At 3:30 in the afternoon I sit down at The Fairmont Royal Pavilion – halfway up the tranquil Caribbean coast and three paces from the powdery sand – and for the second time today, I feel absurd partaking of an island ritual. Who takes tea at the beach with the sun glinting on the flat, inviting sea? Brits.

While many other Caribbean islands endured a succession of colonizers, the British exclusively ruled Barbados from 1627 to 1966 before islanders won their independence. Plantation owners originally sowed tobacco and cotton but, after receiving poor economic returns, they switched to sugar cane. Pressed cane juice, left alone, ferments. Though the ancients in the Far East may have juiced cane for alcohol, Barbados is credited as the first producer of rum, or "rumbullion," as recorded in 1703.

The British plantation owners, meanwhile, were loath to cede their afternoon tea tradition despite the swelter of the tropics.
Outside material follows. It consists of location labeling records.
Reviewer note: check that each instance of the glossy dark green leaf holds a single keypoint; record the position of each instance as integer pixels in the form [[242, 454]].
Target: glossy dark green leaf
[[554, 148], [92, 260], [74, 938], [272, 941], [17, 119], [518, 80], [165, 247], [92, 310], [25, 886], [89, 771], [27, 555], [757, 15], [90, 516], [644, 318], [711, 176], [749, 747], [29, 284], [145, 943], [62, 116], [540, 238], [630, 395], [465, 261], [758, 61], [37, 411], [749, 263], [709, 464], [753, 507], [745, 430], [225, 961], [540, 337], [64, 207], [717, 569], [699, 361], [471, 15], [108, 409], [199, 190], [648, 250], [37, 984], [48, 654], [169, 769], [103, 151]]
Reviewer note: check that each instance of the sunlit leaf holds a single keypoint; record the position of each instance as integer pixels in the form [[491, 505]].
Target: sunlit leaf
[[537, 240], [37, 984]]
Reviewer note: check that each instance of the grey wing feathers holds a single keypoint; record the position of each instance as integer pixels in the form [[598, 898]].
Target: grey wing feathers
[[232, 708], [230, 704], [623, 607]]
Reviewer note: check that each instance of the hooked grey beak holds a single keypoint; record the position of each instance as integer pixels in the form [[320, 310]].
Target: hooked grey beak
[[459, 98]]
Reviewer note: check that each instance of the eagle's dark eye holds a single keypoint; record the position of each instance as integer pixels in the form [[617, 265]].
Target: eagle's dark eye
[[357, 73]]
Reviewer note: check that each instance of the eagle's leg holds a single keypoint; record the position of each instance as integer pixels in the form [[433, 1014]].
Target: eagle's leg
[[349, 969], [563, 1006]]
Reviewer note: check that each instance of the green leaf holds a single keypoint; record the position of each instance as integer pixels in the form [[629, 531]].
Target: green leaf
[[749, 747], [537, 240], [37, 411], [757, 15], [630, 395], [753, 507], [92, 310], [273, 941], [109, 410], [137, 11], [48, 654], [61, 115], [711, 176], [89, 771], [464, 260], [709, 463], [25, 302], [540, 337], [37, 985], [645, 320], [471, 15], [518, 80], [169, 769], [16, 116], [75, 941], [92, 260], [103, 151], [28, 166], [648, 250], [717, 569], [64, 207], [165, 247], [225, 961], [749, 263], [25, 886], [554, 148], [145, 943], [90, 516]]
They may have been on to something. A coconut scone, clotted cream and two cups of sweetened Earl Grey turned out to be just the carb-fat-caffeine recharge I need on an 84-degree afternoon, an eye-opener with a calming effect similar to its chemical opposite, the morning snap. Barbados' fraternal saint-to-sinner indulgences – one upper, one downer – moderate the run of the day to a genial and potentially life-prolonging stroll. And, I figure, a swim in the sea won't hurt my longevity plan either: I plunge in, backfloating in view of an Orange Crush sunset.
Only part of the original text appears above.